Disabling this can speed up the processing and reduce stuck processing while reducing relation of later results to previous transcripts. (is used for both realtime and regular processing)
whisper_num_workers Increasing this can possibly speed up processing.
realtime_frame_multiply Defines the minimum frame size of audio snippets.
The default value should be fine for most cases.
realtime_frequency_time Defines the time frequency (in seconds as fraction) when the recorded audio snippets are processed.
Settings this too low can have a negative effect on realtime speed as the GPU might not be able to keep up with the speed.

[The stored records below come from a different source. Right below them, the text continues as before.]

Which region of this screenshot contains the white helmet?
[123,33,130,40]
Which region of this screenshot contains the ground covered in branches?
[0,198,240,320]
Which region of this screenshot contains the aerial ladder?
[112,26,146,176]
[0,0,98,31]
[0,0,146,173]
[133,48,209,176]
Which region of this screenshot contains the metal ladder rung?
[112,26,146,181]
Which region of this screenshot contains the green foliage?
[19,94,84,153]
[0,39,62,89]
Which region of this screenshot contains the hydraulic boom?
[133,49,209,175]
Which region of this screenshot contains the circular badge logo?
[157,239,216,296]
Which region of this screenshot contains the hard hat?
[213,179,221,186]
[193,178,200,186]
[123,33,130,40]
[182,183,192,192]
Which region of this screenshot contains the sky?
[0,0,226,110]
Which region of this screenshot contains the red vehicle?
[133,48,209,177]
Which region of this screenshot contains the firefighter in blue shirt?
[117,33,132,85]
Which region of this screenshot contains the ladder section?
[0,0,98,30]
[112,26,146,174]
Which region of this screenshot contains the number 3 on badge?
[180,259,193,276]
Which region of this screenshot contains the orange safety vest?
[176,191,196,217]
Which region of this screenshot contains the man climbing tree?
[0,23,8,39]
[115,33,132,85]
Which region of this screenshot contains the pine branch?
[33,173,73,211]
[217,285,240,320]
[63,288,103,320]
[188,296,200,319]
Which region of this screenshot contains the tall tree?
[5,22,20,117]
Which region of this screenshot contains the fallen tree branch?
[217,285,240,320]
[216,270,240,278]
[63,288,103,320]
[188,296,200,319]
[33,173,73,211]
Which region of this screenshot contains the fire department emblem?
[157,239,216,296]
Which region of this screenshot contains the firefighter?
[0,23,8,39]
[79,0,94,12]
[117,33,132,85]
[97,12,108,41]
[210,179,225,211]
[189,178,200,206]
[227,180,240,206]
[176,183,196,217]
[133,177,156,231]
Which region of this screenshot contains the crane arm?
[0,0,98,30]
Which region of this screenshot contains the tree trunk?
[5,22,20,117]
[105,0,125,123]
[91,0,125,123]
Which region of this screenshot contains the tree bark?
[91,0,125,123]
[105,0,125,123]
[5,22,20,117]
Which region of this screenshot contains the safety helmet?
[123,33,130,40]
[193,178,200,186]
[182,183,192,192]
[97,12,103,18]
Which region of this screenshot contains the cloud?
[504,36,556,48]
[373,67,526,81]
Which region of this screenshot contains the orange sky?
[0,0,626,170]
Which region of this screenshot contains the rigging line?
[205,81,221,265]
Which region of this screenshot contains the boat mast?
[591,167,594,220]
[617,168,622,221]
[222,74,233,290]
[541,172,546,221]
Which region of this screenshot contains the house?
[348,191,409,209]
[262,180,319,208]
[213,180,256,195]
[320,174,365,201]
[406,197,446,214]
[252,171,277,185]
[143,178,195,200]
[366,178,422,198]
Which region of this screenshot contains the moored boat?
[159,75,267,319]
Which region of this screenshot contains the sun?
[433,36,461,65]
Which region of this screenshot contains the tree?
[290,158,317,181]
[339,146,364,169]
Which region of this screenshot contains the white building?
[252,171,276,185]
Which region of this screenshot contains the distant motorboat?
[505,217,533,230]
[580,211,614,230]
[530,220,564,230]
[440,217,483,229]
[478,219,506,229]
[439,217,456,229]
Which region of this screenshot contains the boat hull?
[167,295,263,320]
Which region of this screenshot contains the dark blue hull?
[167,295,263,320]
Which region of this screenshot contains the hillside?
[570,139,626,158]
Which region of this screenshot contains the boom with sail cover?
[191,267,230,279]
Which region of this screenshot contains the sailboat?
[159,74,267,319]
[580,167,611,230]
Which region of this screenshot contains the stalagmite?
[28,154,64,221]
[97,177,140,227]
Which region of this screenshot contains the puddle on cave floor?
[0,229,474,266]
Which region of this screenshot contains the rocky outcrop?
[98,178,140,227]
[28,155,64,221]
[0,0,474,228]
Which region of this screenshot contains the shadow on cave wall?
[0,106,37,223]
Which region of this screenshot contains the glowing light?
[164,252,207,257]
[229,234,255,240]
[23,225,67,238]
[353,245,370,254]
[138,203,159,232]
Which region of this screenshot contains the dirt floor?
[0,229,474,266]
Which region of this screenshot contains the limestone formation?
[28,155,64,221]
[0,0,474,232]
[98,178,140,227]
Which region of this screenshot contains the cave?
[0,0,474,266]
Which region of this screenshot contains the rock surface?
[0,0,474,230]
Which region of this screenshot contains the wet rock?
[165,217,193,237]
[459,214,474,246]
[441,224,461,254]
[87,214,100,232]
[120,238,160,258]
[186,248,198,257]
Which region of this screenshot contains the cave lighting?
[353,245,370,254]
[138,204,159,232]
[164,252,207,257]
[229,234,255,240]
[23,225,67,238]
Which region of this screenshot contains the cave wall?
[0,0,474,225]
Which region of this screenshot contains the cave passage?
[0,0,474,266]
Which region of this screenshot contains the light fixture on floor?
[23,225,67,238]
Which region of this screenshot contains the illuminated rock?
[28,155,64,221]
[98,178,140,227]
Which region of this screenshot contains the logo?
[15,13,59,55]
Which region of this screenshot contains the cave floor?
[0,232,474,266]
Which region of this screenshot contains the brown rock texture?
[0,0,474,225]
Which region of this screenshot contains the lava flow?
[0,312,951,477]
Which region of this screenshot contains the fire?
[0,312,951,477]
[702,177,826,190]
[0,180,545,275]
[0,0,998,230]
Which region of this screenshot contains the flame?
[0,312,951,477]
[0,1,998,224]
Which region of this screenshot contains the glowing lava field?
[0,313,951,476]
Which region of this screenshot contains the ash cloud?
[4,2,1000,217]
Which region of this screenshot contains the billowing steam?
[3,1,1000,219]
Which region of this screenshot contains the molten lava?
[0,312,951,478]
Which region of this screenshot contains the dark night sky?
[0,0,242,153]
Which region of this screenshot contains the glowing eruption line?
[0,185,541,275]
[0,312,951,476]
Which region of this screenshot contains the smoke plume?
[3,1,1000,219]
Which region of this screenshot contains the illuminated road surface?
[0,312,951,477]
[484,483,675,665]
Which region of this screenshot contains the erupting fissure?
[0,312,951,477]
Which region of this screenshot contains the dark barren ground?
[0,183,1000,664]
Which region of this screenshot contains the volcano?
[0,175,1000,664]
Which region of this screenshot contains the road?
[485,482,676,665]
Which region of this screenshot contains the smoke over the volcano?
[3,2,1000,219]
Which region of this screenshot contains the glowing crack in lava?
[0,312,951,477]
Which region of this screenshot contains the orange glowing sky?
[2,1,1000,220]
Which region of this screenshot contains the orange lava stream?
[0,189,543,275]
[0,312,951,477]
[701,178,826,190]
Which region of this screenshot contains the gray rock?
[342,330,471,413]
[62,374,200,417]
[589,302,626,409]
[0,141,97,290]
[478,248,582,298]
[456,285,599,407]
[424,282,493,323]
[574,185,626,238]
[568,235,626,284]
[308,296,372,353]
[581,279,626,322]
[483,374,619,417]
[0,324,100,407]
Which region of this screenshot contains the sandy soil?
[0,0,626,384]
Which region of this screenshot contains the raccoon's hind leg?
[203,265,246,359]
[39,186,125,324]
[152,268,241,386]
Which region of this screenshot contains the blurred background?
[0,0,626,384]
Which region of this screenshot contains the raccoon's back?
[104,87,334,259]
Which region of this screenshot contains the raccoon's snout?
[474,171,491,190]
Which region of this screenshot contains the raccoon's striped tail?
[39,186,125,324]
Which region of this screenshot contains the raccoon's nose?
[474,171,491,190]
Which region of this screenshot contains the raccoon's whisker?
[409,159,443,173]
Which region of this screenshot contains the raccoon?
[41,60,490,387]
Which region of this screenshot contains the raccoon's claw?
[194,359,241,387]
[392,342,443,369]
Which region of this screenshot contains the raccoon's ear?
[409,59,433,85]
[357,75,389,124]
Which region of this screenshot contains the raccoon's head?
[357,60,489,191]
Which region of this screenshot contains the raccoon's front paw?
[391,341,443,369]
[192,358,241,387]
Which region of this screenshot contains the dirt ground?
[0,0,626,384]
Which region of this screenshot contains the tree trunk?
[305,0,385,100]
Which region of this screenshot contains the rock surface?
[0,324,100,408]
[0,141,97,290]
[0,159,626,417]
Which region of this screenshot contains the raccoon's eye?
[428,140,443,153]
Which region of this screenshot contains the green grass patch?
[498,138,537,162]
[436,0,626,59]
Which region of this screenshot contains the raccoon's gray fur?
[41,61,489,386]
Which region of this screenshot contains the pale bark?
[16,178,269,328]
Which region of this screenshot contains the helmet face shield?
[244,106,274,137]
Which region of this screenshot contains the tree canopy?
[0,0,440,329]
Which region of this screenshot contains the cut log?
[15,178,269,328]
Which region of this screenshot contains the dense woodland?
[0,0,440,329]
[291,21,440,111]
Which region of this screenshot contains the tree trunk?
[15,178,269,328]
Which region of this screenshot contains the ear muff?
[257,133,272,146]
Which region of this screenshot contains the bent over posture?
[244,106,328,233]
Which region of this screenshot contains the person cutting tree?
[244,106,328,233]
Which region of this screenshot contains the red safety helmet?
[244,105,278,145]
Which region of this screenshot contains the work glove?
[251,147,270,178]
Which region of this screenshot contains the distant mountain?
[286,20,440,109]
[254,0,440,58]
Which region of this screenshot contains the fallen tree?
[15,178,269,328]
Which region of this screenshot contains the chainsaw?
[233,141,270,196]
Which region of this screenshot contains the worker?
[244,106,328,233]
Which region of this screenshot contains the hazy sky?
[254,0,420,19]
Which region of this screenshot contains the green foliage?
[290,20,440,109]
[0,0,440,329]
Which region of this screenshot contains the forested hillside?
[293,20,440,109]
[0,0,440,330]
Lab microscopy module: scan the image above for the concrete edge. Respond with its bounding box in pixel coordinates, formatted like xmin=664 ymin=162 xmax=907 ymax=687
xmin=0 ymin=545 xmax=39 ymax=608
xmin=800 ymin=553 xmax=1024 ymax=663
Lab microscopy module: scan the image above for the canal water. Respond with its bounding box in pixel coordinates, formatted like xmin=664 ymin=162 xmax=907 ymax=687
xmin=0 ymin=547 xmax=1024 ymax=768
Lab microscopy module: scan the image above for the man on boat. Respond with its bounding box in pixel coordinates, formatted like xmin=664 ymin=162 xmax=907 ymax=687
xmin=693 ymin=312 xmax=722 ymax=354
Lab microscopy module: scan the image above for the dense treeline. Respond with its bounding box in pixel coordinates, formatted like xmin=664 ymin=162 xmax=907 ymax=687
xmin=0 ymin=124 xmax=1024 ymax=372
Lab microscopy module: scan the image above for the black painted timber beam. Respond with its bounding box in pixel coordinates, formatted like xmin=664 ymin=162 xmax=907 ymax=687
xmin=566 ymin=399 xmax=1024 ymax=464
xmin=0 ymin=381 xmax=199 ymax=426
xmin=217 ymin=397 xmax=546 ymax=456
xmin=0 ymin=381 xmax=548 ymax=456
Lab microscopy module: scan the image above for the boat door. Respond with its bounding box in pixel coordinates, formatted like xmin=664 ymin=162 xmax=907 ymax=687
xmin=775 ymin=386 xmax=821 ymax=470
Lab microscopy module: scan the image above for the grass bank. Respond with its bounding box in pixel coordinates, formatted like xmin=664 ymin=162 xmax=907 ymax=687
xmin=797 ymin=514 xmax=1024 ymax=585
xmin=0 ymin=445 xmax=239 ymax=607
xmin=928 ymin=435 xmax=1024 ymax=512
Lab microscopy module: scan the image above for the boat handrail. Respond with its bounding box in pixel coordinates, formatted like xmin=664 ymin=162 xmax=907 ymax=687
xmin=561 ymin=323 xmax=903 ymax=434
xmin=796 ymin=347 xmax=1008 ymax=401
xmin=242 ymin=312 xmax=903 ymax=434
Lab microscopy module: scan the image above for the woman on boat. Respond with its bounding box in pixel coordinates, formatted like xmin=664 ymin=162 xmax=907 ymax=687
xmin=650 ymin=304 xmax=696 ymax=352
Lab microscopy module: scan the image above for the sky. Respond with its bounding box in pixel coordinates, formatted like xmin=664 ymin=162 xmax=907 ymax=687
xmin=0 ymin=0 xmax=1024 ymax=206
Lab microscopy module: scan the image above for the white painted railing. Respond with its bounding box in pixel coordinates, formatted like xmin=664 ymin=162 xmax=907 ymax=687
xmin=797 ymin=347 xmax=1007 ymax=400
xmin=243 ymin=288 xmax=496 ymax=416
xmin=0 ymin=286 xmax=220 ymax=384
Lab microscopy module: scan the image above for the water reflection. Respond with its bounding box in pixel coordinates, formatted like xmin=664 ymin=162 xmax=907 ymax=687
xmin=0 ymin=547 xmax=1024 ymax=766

Setting this to 0.5 for every 500 milliseconds can already work nicely with a good GPU and medium model.
realtime_whisper_beam_size Defines the beam size of the Whisper model.
Can improve speed in exchange for less precision. (lower = faster)
realtime_temperature_fallback Enables or Disables the temperature fallback when processing Realtime audio.
Disabling this can speed up the processing and reduce stuck processing.

Note:
Optionally you can also define a separate Whisper model for realtime processing by setting the following settings:

(Its not really recommended though, as using this increases the used Memory, and using a smaller model only for realtime processing will increase differences between realtime results and the final result)

Setting Description
realtime_whisper_model Optionally defines a separate Whisper model for realtime processing.
Can improve speed in exchange for additional RAM usage and less precision.
realtime_whisper_precision Only used when realtime_whisper_model is set.
Defines the precision of the Whisper model. (float16 should be faster then float32 with CUDA)

realtime-settings.png

Save the Settings by scrolling down and clicking on Save.

All realtime settings are applied immediately without requiring a restart except the settings realtime_whisper_model and realtime_whisper_precision which require a restart.